Since the inception of the BCS, mid-major or non AQ (automatic qualifier) teams have been fighting to earn not just a bid to play in the championship game, but to earn the respect of the college football community. And for the most part when given the chance these teams have beaten the "big boys of college football." So here's a look at teams this season who could crash the BCS party.
The Broncos start this season ranked No. 3, the highest in program history, after going undefeated last season. Last year's Broncos capped off their second undefeated season in the past two years (along with three undefeated regular seasons). In 2008, the Broncos' sole loss came at the hands of TCU, by way of a 17-16 thriller. This season, Boise plays Va. Tech and Oregon State, while both teams are solid top 25 V-tech is the real contender. The Broncos' hopes rest on the capable shoulders of Kellen Moore, coincidentally, Moore's only game in which he threw more INTs than TDs was in the Broncos' loss to TCU in the San Diego Credit Union Bowl almost two years go. If Boise can come up big against VT, they may be finally receive an invite to the big dance.
After losing their undefeated season in the Fiesta Bowl at the hands of Boise State, TCU comes into this season ranked No. 6 in the nation. Last season, TCU won all their conference games handily, the only exception being a three-point win over Air Force. Despite their recent success, expectations for the Horned Frogs should be tempered after the loss of star defensive end Jerry Hughes and leading rusher Joseph Turner. TCU starts the season against No. 24 Oregon State, and will test their metal the first week of the season. Even if TCU manages to beat Oregon State, their schedule isn't a cake walk, as they have to face two other perennial BCS busters in Utah and BYU. If the Horned Frogs can run this gauntlet unscathed, they will have earned the right to compete for the title.
The original BCS buster, Utah burst onto the scene with a 35-7 trouncing of Pittsburgh in the 2005 Fiesta Bowl. Despite being the first party crasher, Utah is better known as the team that decimated the 12-1 Crimson Tide in the 2009 Sugar Bowl, 31-17. Last season the Utes went 10-3 and capped off the season with a big win over California.
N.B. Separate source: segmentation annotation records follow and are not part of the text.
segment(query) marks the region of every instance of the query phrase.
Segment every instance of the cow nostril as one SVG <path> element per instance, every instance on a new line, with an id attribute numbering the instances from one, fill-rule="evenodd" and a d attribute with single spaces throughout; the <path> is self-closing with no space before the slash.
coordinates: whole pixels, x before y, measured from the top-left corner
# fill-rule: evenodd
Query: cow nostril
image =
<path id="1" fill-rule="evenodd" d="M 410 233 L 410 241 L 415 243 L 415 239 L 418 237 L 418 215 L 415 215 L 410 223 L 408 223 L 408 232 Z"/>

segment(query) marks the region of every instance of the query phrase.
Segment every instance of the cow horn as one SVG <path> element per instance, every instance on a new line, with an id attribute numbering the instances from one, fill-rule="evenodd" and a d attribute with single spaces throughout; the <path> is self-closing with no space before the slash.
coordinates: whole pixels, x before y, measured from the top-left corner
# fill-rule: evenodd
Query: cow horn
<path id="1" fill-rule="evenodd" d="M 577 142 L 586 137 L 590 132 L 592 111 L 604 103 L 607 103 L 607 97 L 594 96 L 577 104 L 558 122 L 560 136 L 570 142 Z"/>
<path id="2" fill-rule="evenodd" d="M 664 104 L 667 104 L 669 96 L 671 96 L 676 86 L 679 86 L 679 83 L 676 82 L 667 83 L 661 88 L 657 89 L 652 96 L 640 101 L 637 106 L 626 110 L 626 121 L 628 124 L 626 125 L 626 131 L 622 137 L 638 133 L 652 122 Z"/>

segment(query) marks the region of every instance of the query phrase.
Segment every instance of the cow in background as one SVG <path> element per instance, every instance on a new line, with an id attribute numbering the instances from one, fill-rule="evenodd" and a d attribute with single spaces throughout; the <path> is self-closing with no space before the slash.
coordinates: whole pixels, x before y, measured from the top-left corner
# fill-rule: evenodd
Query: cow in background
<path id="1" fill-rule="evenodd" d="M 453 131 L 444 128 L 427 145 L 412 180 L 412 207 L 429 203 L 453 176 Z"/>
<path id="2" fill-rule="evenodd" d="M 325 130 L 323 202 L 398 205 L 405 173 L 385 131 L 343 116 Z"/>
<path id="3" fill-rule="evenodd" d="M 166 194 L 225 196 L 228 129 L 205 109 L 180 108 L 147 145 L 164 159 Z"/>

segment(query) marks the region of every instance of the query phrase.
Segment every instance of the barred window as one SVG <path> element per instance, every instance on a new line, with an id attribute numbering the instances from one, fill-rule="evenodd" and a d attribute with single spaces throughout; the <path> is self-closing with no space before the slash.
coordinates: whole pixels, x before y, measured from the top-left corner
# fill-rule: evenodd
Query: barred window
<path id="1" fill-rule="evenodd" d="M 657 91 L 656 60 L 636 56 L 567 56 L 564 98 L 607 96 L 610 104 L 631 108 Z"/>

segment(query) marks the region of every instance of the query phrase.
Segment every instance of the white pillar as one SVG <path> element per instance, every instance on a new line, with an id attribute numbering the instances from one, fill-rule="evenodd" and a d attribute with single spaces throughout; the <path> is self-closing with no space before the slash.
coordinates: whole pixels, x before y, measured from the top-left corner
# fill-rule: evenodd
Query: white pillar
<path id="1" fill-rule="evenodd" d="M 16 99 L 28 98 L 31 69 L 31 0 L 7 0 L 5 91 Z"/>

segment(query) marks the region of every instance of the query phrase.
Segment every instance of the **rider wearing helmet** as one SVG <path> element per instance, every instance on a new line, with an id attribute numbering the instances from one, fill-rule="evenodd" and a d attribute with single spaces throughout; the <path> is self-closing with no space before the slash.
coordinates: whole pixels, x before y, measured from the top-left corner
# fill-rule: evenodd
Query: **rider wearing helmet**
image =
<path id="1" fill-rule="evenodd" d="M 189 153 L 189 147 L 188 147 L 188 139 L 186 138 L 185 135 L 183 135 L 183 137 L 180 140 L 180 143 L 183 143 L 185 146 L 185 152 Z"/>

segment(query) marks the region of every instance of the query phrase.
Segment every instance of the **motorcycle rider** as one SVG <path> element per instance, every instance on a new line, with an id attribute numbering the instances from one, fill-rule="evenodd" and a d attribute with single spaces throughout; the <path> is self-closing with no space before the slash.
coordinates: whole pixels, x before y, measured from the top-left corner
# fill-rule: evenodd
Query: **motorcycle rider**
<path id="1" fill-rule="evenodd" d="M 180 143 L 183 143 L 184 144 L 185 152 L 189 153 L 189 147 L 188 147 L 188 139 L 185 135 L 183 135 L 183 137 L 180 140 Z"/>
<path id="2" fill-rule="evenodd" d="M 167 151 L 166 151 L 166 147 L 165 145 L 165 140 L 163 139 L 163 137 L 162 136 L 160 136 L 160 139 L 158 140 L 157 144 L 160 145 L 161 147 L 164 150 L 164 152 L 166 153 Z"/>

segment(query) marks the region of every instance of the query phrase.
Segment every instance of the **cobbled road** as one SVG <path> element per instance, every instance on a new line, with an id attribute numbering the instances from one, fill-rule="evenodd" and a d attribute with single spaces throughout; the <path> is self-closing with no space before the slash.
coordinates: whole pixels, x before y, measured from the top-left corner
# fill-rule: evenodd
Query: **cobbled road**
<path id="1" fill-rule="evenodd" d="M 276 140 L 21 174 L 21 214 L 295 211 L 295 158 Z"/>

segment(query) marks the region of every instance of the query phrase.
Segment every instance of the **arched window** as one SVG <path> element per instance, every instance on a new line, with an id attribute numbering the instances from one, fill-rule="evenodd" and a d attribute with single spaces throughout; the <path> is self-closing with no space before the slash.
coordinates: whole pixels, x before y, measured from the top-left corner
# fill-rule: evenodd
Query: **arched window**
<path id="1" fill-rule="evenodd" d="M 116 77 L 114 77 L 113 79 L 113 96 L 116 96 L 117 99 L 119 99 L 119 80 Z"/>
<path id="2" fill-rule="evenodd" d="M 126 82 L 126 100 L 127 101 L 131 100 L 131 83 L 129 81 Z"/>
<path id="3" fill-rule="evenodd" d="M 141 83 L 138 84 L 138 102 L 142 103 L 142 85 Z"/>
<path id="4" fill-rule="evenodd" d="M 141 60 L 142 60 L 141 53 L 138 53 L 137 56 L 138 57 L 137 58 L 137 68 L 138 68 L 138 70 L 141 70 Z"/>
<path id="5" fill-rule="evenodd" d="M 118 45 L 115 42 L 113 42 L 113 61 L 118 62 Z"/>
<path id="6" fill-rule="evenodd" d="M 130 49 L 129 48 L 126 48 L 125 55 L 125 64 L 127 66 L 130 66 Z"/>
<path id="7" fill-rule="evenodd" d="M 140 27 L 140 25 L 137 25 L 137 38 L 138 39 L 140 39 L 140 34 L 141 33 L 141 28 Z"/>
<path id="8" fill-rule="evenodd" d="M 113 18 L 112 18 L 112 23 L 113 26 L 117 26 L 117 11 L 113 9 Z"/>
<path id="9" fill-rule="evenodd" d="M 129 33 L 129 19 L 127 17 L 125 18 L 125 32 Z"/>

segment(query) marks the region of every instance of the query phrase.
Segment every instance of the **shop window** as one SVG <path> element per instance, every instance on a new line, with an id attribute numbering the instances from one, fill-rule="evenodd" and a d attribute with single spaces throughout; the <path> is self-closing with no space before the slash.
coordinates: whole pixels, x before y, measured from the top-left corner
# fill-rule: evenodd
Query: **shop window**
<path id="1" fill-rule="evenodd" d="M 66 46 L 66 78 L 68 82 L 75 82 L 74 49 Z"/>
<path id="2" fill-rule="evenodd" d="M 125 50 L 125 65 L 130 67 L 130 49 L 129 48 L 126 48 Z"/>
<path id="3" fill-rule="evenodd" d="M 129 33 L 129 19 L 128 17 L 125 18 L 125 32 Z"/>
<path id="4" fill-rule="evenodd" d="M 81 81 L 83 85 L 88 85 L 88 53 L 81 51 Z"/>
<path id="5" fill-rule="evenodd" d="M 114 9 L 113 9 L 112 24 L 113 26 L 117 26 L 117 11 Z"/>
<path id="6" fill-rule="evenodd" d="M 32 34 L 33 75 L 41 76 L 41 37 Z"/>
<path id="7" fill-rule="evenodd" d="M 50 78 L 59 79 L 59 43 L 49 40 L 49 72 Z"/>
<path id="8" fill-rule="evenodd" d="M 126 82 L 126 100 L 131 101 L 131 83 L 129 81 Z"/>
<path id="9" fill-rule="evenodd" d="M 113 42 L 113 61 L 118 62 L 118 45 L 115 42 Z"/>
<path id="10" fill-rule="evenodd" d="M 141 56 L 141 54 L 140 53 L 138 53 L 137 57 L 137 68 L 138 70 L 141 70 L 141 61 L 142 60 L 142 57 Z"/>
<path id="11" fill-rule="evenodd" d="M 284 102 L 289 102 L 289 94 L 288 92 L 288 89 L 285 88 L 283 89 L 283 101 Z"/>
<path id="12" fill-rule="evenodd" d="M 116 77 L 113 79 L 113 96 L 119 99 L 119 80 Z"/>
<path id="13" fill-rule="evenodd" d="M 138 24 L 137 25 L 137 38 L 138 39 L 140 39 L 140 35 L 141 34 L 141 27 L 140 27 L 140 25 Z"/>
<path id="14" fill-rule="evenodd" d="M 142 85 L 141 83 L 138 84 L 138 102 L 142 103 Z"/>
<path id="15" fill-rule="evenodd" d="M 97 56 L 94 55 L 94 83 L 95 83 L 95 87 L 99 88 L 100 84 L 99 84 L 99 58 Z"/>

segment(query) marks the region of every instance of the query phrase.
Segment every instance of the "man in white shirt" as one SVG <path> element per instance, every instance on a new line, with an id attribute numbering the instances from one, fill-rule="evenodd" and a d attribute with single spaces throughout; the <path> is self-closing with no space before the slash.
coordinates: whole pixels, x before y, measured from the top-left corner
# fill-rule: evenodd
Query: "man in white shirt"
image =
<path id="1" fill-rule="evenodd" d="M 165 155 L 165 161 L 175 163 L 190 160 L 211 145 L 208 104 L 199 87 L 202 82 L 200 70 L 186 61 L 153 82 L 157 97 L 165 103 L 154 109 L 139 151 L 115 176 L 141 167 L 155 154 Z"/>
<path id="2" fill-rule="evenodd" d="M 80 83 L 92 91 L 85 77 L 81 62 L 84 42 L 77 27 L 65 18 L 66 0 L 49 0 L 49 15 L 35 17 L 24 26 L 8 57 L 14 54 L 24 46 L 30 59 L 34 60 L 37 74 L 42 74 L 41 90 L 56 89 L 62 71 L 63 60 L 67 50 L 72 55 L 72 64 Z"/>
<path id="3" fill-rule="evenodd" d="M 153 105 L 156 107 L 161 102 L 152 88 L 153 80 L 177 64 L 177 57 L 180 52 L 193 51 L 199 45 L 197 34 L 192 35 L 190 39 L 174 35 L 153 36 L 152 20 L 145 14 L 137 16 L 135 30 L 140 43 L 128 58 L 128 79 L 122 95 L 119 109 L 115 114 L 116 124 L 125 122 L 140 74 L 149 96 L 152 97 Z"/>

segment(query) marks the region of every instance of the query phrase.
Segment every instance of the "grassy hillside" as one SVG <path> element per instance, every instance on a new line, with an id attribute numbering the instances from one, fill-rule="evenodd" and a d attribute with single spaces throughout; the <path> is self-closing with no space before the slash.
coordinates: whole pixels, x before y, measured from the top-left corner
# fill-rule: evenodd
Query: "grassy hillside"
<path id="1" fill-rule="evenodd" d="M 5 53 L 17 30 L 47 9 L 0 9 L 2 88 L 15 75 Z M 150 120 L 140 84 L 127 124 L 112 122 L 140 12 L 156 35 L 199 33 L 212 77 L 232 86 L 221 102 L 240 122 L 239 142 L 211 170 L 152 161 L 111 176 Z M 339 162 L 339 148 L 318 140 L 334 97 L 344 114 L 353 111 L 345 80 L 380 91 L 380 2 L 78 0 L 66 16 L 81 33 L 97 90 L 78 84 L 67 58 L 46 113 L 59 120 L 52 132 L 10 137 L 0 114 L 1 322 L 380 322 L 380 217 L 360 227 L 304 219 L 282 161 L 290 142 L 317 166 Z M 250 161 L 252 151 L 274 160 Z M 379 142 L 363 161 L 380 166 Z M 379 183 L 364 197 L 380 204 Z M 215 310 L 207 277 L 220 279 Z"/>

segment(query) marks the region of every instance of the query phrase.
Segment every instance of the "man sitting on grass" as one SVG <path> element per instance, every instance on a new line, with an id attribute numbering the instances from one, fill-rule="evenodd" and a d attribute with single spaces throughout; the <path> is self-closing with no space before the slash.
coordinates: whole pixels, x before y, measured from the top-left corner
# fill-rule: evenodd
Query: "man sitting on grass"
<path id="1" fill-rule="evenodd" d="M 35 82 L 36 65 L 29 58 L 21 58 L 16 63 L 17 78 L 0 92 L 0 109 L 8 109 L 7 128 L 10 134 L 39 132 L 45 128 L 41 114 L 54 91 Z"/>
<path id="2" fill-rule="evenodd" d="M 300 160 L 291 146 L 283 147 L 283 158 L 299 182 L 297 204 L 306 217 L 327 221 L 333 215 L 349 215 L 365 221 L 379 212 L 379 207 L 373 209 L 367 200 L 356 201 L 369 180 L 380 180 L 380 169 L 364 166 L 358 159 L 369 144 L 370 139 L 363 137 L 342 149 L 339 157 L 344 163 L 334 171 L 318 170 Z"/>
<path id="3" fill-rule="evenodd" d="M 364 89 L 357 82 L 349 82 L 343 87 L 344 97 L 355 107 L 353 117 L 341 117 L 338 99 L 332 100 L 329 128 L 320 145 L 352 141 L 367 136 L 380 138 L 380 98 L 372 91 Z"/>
The Utes will take the field led by junior Jordan Wynn who came up big in the second half of last season going 4-2 while throwing eight TDs and four INTs. The toughest task for Utah will be replacing leading rusher Eddie Wide. The Utes begin the season against number No. 15 Pittsburgh and will face TCU mid-season. Throw in BYU and an undefeated Utah team will be battle tested and provide a great story line especially if they were to play Alabama.
Of all the potential BCS party crashers, BYU has the toughest route. The cougars play both the No. 6 TCU Horned Frogs, and the No. 20 FSU Seminoles, both of them away. When you factor in the Utes, BYU will certainly have a fight on their hands if they want a chance at the big game, but if they receive the invite, they will most certainly be prepared.
When a college football fan thinks high-powered offense, one of the first teams that comes to mind is the Houston Cougars led by quarterback Case Keenum. While the Cougars don't face any top 25 opponents, their non-conference schedule includes Texas Tech, UCLA and Miss State giving an undefeated Houston more credit with the voters. While going undefeated won't guarantee the Cougars a spot in the title game, they would have a legitimate shot at a BCS bowl birth.
In the end only one if any of these teams will earn a chance to play for the title in Glendale, AZ the three most likely to crash the party:
Boise State is the most logical choice, as they start third and will most certainly be Glendale-bound if they can get by Va. Tech.
TCU starts sixth and play their toughest opponent early, meaning if they lose to Oregon State right off the bat the Horned Frogs will have 11 more games to make the voters forget.
Utah starts just outside the top 25 but has perhaps the most conducive schedule to going undefeated. If the Utes can beat a weakened TCU, and can best in state rival BYU they will make a strong case for a title invite; however, 28th may leave the Utes with to big a gap to breach.